Opinión
Cayo murió
Esto del verano y las visitas a «los pueblos», como lugares con sus comunidades, es un tiempo en el que se multiplica inevitablemente el ramalazo idílico y la denuncia del abandono. Redescubrimos la desertificación de nuestro interior más profundo, el geográfico y el emocional, nos resistimos a que esos espacios de infancia y de actual disfrute sean páramos vitales más allá de unos días de bullicio. Volver te exige el latigazo moral de buscar respuestas a la pregunta: ¿cómo ha podido llegar todo esto a este nivel de ausencia y abandono? Los que tenemos hueco respondemos con el alivio de un artículo, una columna, una historia con un protagonista que tiene su biografía a ambos lados del progreso y su horizonte cercano a la muerte; otros organizan festivales necesarios y los más acumulan en conversaciones anuales planes que surgen del abandono y en el abandono quedan. Primero fueron las escuelas, sus cierres marcaron la agonía, ahora ya son los bares los que señalan el final definitivo, la vida muerta.
El debate sobre causas y consecuencias hace años que resulta estéril, los proyectos de futuro y promoción son voluntariosos y merecen todos los altares públicos pero es una lucha siempre desigual y casi siempre condenada al sobre esfuerzo baldío. Valga por inmediata y de temporada la imagen de la cosechadora... lenta, monstruosa, monumental por esas carreteras imposibles dejando tras de sí su reguero de coches en lenta procesión. Aquellos días de vidas entregadas y poca mies solo los aliviaban desde el púlpito con la resignación, la culpa y la recompensan de una vida mejor. Pero la mayoría no esperó y se fue aunque vuelva a la iglesia los días del Santo o la Virgen. En las lecturas imprescindibles del gran Delibes, se me aparece estos días «El disputado voto del Señor Cayo».

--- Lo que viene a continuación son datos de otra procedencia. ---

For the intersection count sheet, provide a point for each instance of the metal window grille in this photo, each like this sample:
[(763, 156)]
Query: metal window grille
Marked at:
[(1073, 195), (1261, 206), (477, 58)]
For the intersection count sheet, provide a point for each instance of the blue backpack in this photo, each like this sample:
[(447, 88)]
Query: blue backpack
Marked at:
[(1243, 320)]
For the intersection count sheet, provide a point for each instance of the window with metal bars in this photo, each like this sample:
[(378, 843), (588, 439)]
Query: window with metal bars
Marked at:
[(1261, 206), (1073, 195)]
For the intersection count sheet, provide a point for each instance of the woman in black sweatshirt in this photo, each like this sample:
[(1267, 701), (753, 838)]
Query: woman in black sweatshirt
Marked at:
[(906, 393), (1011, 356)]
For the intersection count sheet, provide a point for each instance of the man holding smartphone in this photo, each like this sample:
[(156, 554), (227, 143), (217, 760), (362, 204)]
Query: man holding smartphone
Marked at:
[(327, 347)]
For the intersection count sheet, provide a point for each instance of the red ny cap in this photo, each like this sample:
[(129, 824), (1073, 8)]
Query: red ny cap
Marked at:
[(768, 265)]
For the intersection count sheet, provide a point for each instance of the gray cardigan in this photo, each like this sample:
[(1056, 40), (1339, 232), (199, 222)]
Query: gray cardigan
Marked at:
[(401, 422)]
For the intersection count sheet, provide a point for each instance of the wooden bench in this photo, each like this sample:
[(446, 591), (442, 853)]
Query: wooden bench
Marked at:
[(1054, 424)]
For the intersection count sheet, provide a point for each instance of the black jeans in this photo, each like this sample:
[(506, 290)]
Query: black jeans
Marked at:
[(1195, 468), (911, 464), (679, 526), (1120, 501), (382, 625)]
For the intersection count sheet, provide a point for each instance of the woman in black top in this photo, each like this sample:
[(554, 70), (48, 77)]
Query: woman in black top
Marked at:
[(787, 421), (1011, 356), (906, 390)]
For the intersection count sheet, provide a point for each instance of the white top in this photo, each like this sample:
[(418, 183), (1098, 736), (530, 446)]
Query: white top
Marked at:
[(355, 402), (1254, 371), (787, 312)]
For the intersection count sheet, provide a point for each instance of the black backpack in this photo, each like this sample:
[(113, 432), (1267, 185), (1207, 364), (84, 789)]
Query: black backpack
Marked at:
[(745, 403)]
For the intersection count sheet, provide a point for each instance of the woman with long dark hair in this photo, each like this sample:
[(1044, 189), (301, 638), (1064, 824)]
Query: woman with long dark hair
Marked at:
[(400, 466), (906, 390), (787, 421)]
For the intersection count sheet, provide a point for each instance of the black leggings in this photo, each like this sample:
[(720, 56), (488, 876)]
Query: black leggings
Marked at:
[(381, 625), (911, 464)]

Un manual de estrategia política que no tiene serie pero sí una película dirigida por Antonio Giménez Rico y un Paco Rabal sublime. Después de la visita electoralista que los tres jóvenes hacen a la aldea, después de sentir la vida con la intensidad de quien en cada instante tiene algo que hacer para sencillamente sobrevivir, uno de ellos, Víctor, les decía a sus acompañantes en el instante en el que salen del pueblo: «No hay derecho a que hayamos dejado morir una cultura sin mover un dedo». Nos quedamos sin estrategia del anterior Gobierno y este de Sánchez va por el mismo camino. Quizá cada vez hay menos «cayos» a los que pedir el voto. Una población envejecida y dispersa es más cara pero el compromiso político tiene que ir más allá de los presupuestos y ocuparse de la dignidad de las personas. Lo contrario, dejar que se muera sin haberlo intentado, tiene un nombre muy feo.